Upper Midwest Environmental Sciences Center
Optimizing conservation strategies for Mexican free-tailed bats: a population viability and ecosystem services approach
Wiederholt, R, Lopez-Hoffman, L, Svancara, C, MCCracken, G, Thogmartin WG, Diffendorfer, JE, Mattsonm B, Bagstad, K, Cryan, P, Russel, A, Semmens, D, Medellin, RA, 2015, Optimizing conservation strategies for Mexican free-tailed bats: a population viability and ecosystem services approach. Biodiversity and Conservation. v24, i1, p 63-82, DOI 10.1007/s10531-014-0790-7
Conservation planning can be challenging due to the need to balance biological concerns about population viability with social concerns about the benefits biodiversity provide to society, often while operating under a limited budget.

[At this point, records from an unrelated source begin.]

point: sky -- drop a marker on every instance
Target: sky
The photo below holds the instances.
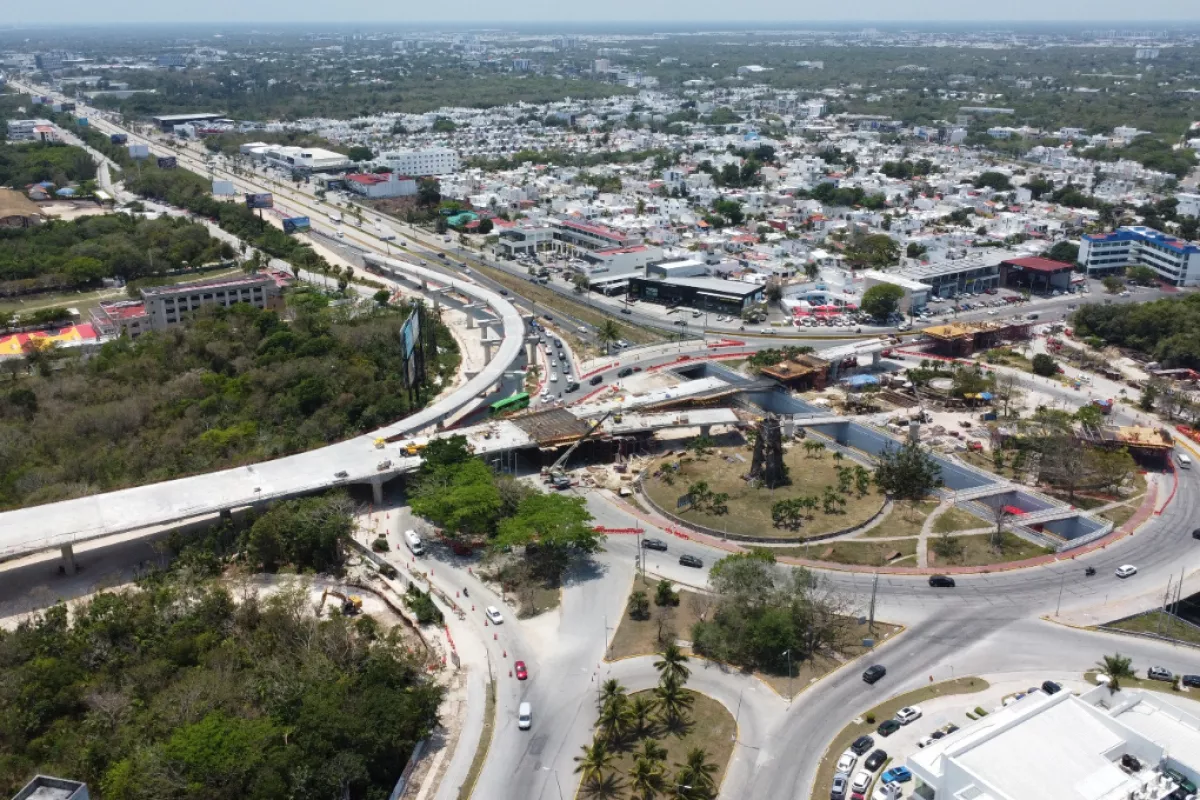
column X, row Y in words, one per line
column 676, row 12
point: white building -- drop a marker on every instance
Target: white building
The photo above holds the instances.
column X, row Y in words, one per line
column 1066, row 747
column 430, row 161
column 381, row 185
column 1174, row 259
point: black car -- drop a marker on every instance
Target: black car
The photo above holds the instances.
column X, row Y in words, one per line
column 862, row 745
column 874, row 673
column 888, row 727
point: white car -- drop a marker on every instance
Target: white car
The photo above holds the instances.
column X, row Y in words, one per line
column 862, row 780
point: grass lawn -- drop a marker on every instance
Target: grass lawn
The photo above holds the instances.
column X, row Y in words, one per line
column 1120, row 515
column 958, row 519
column 903, row 521
column 749, row 507
column 865, row 552
column 712, row 728
column 977, row 551
column 879, row 714
column 641, row 637
column 1159, row 623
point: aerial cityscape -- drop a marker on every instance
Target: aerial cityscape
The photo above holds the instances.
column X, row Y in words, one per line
column 739, row 405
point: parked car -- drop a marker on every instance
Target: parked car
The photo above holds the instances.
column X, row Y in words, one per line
column 875, row 761
column 897, row 775
column 862, row 745
column 888, row 727
column 874, row 673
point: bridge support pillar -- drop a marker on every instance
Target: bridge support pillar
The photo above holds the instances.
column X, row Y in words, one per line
column 69, row 559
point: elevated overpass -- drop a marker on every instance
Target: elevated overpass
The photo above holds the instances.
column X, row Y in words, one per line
column 67, row 522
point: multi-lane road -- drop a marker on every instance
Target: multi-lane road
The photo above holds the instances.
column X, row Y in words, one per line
column 989, row 624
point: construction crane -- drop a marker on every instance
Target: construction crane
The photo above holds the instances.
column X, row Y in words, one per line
column 557, row 476
column 352, row 605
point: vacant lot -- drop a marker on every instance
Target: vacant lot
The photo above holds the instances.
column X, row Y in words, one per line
column 749, row 506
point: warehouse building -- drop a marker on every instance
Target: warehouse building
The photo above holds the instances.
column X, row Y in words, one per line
column 705, row 294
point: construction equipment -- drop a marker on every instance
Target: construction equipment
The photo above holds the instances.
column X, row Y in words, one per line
column 557, row 476
column 352, row 605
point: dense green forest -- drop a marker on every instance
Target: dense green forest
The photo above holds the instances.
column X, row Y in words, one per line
column 71, row 254
column 175, row 691
column 235, row 386
column 1168, row 330
column 33, row 162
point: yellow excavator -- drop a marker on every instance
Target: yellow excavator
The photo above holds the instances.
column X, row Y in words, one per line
column 352, row 605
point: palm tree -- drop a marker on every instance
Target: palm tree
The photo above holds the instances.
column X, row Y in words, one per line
column 646, row 779
column 641, row 709
column 595, row 761
column 673, row 701
column 699, row 773
column 1117, row 667
column 673, row 665
column 609, row 332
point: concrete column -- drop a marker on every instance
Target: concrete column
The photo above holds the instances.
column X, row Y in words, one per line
column 69, row 559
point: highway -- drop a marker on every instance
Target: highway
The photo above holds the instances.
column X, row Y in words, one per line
column 990, row 623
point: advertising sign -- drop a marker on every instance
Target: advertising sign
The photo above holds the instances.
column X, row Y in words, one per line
column 264, row 200
column 293, row 224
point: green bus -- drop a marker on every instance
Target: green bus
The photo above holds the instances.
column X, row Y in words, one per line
column 514, row 403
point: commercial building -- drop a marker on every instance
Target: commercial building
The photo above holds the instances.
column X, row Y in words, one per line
column 429, row 161
column 1095, row 746
column 381, row 185
column 705, row 294
column 1175, row 260
column 168, row 306
column 916, row 294
column 1036, row 274
column 167, row 122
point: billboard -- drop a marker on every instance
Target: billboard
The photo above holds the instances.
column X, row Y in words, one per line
column 264, row 200
column 409, row 335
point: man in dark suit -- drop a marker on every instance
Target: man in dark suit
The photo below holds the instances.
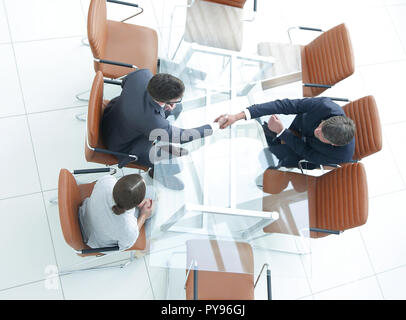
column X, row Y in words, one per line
column 320, row 133
column 136, row 120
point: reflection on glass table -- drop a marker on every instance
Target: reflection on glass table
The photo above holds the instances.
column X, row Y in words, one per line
column 223, row 201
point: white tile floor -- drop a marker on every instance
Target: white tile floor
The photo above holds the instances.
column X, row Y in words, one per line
column 43, row 65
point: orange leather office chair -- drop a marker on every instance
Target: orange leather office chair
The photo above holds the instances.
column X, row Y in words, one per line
column 338, row 200
column 118, row 48
column 368, row 135
column 221, row 284
column 325, row 61
column 70, row 197
column 95, row 151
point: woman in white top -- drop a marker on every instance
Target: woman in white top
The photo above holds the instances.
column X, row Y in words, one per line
column 115, row 212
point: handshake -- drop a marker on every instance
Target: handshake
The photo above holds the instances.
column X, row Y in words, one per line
column 226, row 120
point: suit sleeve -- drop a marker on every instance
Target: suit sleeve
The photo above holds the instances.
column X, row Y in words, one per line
column 285, row 106
column 304, row 151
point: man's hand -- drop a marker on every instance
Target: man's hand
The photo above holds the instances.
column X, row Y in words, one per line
column 275, row 125
column 226, row 120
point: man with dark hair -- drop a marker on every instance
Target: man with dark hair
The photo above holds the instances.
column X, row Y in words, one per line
column 136, row 120
column 320, row 133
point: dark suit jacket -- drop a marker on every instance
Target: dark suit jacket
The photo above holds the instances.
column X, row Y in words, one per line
column 310, row 112
column 134, row 115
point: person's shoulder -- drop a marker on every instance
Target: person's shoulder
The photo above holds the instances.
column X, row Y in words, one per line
column 329, row 105
column 140, row 74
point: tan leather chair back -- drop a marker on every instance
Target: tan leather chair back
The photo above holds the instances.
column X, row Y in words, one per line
column 97, row 27
column 232, row 3
column 69, row 201
column 368, row 135
column 328, row 59
column 221, row 284
column 339, row 199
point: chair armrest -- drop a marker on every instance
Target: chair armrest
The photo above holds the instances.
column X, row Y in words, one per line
column 117, row 82
column 316, row 85
column 339, row 99
column 114, row 153
column 130, row 5
column 116, row 63
column 124, row 3
column 300, row 165
column 97, row 250
column 268, row 279
column 193, row 266
column 96, row 170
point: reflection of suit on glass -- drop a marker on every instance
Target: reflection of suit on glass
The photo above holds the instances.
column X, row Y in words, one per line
column 129, row 119
column 310, row 112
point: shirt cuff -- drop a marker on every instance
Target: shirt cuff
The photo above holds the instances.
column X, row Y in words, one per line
column 215, row 126
column 247, row 114
column 280, row 133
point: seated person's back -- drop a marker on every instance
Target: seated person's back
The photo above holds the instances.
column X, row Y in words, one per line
column 115, row 212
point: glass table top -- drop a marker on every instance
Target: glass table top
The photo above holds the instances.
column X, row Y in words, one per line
column 223, row 210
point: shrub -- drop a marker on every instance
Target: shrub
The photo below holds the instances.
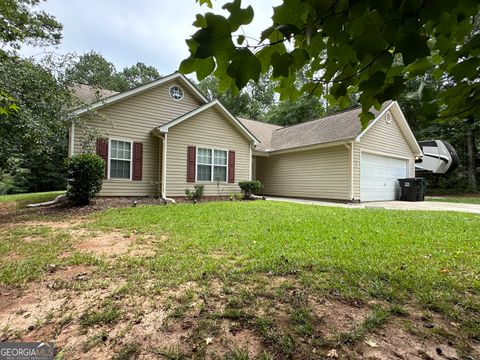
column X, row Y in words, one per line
column 84, row 178
column 196, row 194
column 250, row 188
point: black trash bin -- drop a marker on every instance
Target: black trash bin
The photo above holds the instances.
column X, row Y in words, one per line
column 422, row 187
column 408, row 189
column 412, row 189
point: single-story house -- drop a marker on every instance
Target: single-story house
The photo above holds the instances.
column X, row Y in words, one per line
column 165, row 136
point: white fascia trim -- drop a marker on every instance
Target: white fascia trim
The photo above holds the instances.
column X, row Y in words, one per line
column 164, row 128
column 384, row 154
column 409, row 131
column 117, row 97
column 359, row 136
column 410, row 137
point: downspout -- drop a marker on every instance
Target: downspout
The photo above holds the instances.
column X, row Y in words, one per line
column 163, row 189
column 351, row 171
column 71, row 139
column 350, row 147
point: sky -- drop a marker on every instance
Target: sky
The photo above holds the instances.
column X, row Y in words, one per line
column 126, row 32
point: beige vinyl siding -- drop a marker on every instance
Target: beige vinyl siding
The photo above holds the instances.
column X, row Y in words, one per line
column 320, row 173
column 133, row 119
column 382, row 138
column 208, row 129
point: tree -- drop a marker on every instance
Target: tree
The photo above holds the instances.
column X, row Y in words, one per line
column 462, row 134
column 367, row 47
column 38, row 128
column 92, row 69
column 135, row 75
column 252, row 102
column 21, row 24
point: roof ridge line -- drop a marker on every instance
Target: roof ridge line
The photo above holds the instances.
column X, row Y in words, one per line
column 321, row 118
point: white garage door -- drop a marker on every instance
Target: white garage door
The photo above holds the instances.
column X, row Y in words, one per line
column 378, row 177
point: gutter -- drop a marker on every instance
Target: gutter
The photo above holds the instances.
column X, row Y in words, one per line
column 163, row 186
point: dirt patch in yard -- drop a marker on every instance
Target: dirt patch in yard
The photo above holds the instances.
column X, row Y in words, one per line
column 104, row 244
column 204, row 320
column 115, row 243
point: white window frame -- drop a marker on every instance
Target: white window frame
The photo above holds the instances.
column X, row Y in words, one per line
column 110, row 158
column 170, row 92
column 212, row 165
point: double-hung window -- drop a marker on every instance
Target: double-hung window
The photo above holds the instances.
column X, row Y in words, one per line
column 211, row 165
column 120, row 159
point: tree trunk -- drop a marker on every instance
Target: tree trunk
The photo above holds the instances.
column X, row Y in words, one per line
column 471, row 153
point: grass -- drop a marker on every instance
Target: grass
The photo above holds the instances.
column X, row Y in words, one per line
column 357, row 254
column 474, row 199
column 246, row 263
column 23, row 199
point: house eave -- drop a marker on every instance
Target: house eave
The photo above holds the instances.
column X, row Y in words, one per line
column 138, row 90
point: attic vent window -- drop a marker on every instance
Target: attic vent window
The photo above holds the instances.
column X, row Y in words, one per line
column 176, row 92
column 388, row 117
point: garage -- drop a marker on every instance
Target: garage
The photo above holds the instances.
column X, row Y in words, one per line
column 378, row 177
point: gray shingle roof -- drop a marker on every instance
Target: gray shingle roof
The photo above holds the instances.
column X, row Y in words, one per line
column 90, row 94
column 262, row 131
column 340, row 126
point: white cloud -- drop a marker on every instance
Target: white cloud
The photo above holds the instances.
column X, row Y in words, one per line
column 125, row 32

Methods and tools that help prioritize conservation actions are critical for the management of at-risk species. Here, we use a multi-attribute utility function to assess the optimal maternity roosts to conserve for maintaining the population viability and the ecosystem services of a single species, the Mexican free-tailed bat (Tadarida brasiliensis mexicana). Mexican free-tailed bats provide ecosystem services such as insect pest-suppression in agricultural areas and recreational viewing opportunities, and may be threatened by climate change and development of wind energy. We evaluated each roost based on five attributes: the maternity roost’s contribution to population viability, the pest suppression ecosystem services to the surrounding area provided by the bats residing in the roost, the ecotourism value of the roost, the risks posed to each roost structure, and the risks posed to the population of bats residing in each roost. We compared several scenarios that prioritized these attributes differently, hypothesizing that the set of roosts with the highest rankings would vary according to the conservation scenario. Our results indicate that placing higher values on different roost attributes (e.g. population importance over ecosystem service value) altered the roost rankings. We determined that the values placed on various conservation objectives are an important determinant of habitat planning.